Opinião
Sobreviver à grande inundação de capital
Apesar da recente turbulência nos mercados financeiros, a dinâmica de fundo da economia mundial mantém-se essencialmente inalterada. A grande questão não tem a ver com a forma de lidar com uma recessão, mas sim com a forma como poderemos sustentar a actua
Uma vez que se prevê que o mundo continue a crescer rapidamente, existem excelentes oportunidades de investimento que só serão financiadas se continuar a entrar capital nos países que conseguem usá-lo produtivamente.
A boa notícia é que alguns países dispõem de avultadas poupanças que pretendem investir noutros países, não se deixando desencorajar por oscilações de mercado de curto prazo. Com efeito, segundo as nossas estimativas, os influxos brutos (ou totais) de capital nos mercados emergentes passaram de 400 a 500 mil milhões de dólares [280 mil milhões a 350 mil milhões de euros] antes da crise asiática de 1997 para 800 a 900 mil milhões de dólares em 2007 e em 2008. Esses influxos deverão ascender a um bilião de dólares num futuro não muito distante.
Em retrospectiva, torna-se evidente que em 1997-98, a fraca regulação na banca e na área do “corporate governance” agravou a dimensão da contracção económica que se seguiu à “súbita interrupção” dos fluxos de capital. Mas, concretamente, de que forma incide isto na maneira como os países de baixos e médios rendimentos deveriam hoje fixar as suas políticas relativas às balanças de capital no meio da actual inundação?
Deve um país com fragilidades no seu sistema financeiro simplesmente evitar a entrada de capital? Se bem que agora seja mais difícil, os países continuam a poder escolher – pelo menos em certa medida – o seu grau de abertura aos influxos de capital. No entanto, o controlo do capital não é a única variável que determina a abertura financeira. A evidência sugere que outros factores, como a qualidade das instituições económicas e políticas, têm pelo menos a mesma imporância na determinação da quantidade de capital que um país atrairá. Mas o que determina o benefício que os países obterão com a globalização financeira?
Um recente estudo do Departamento de Investigação do FMI, realizado com base em dados dos últimos 30 anos para avaliar os efeitos da globalização financeira, transmite duas mensagens. Em primeiro lugar, os países devem usar de prudência em matéria de liberalização financeira externa quando o desenvolvimento do sector financeiro e a qualidade institucional estão abaixo dos limiares-chave. Por outras palavras, não se atire à água se não souber nadar.

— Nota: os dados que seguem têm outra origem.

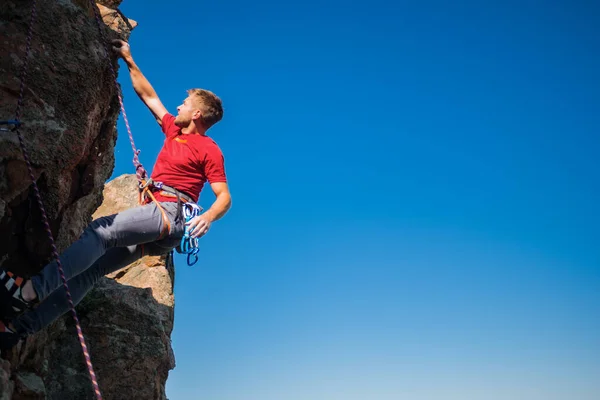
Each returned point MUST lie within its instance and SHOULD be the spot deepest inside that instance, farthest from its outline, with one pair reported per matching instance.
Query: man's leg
(128, 228)
(56, 304)
(131, 227)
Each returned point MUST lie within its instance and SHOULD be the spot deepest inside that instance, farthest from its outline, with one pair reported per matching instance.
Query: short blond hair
(211, 105)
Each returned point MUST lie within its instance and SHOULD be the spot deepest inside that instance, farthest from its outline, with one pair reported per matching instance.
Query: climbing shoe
(12, 303)
(8, 338)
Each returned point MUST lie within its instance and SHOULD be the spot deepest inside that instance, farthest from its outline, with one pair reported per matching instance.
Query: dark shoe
(8, 338)
(12, 303)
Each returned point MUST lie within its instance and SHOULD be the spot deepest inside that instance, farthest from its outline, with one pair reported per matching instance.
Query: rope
(41, 205)
(139, 168)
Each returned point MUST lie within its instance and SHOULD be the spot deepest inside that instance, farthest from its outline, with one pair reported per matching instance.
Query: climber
(188, 159)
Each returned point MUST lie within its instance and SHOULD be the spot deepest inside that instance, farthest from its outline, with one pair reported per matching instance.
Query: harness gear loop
(147, 187)
(189, 245)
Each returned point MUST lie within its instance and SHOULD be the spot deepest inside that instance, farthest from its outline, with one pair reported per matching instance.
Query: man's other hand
(122, 48)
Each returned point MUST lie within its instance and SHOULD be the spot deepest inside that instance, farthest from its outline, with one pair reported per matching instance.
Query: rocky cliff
(70, 109)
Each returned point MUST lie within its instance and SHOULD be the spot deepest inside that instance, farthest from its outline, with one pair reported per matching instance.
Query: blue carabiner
(188, 244)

Em segundo lugar, a prudência tem um preço: a abertura financeira pode, só por si, catalisar melhorias nos fundamentais que, por sua vez, potenciam os benefícios da globalização. Os controlos de capital, independentemente dos seus benefícios em termos de diminuição dos riscos associados aos fluxos de capital voláteis, são dispendiosos em vários aspectos. Por outras palavras, todos deveriam realmente aprender a nadar.
A primeira mensagem encontrará eco naqueles que acreditam que uma das principais lições da crise asiática de há uma década é a de que os países se abriram a determinados tipos de fluxos – nomeadamente dívida em moeda estrangeira – antes de estarem preparados para isso. Isso quer dizer que os países deveriam começar por fortalecer os seus sectores financeiros, e tudo o que diz respeito ao “corporate governance” nacional, e só depois abrirem a balança de capital.

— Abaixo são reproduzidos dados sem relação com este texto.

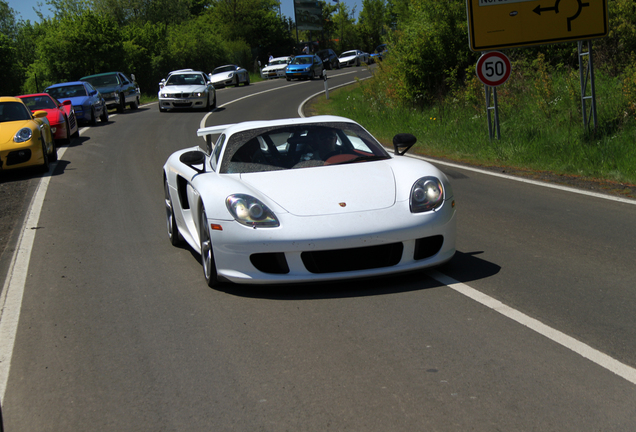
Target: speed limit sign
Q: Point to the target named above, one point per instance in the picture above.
(493, 68)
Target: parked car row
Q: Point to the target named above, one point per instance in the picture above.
(35, 123)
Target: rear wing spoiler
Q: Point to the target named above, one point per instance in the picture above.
(209, 131)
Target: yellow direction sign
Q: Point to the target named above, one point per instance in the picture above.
(499, 24)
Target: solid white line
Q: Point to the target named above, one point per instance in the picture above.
(533, 182)
(13, 290)
(601, 359)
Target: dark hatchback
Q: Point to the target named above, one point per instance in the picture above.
(329, 59)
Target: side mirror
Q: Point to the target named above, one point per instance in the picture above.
(192, 158)
(403, 142)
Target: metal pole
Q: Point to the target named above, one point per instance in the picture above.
(584, 76)
(494, 90)
(487, 90)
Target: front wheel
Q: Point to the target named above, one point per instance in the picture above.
(46, 164)
(207, 255)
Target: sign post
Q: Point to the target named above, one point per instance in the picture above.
(493, 69)
(500, 24)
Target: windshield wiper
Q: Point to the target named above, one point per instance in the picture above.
(363, 159)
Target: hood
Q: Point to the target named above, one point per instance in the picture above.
(9, 129)
(53, 115)
(79, 100)
(183, 89)
(106, 89)
(222, 76)
(274, 67)
(328, 190)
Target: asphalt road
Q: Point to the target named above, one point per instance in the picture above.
(118, 330)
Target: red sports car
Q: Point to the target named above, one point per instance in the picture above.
(61, 116)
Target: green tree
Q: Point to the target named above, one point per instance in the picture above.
(11, 72)
(371, 23)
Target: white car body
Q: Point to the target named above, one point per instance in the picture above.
(186, 88)
(275, 68)
(229, 75)
(353, 58)
(316, 221)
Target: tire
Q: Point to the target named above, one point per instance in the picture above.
(93, 120)
(122, 104)
(134, 105)
(67, 140)
(171, 222)
(207, 255)
(45, 166)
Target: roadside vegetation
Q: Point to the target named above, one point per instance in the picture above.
(427, 86)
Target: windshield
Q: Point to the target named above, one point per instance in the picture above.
(13, 111)
(185, 79)
(103, 80)
(222, 69)
(302, 60)
(301, 146)
(39, 102)
(67, 92)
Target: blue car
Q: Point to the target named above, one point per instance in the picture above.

Mesmo que os controlos de capital conseguissem isolar completamente um país das forças da globalização financeira, tal objectivo não seria desejável. A abertura ao investimento directo estrangeiro e a outros fluxos de capital não relacionados com dívida pode servir para impulsionar o crescimento económico sem efeitos secundários adversos na volatilidade macroeconómica ou um risco de crise. É isso que acontece nos países com fundamentais relativamente débeis e fortes ao mesmo tempo.
Assim, uma das conclusões a que chegamos é que os países que ainda não atingiram limiares de “segurança” adequados devem ser prudentes no que diz respeito à retirada dos controlos de capital, mas há, também, que sublinhar os enormes benefícios usufruídos por aqueles que superam esses limiares. Esta última situação, por sua vez, incentiva fortemente os países a tentarem superar as suas falhas institucionais, para poderem, assim, recolher os potenciais benefícios da liberalização financeira externa.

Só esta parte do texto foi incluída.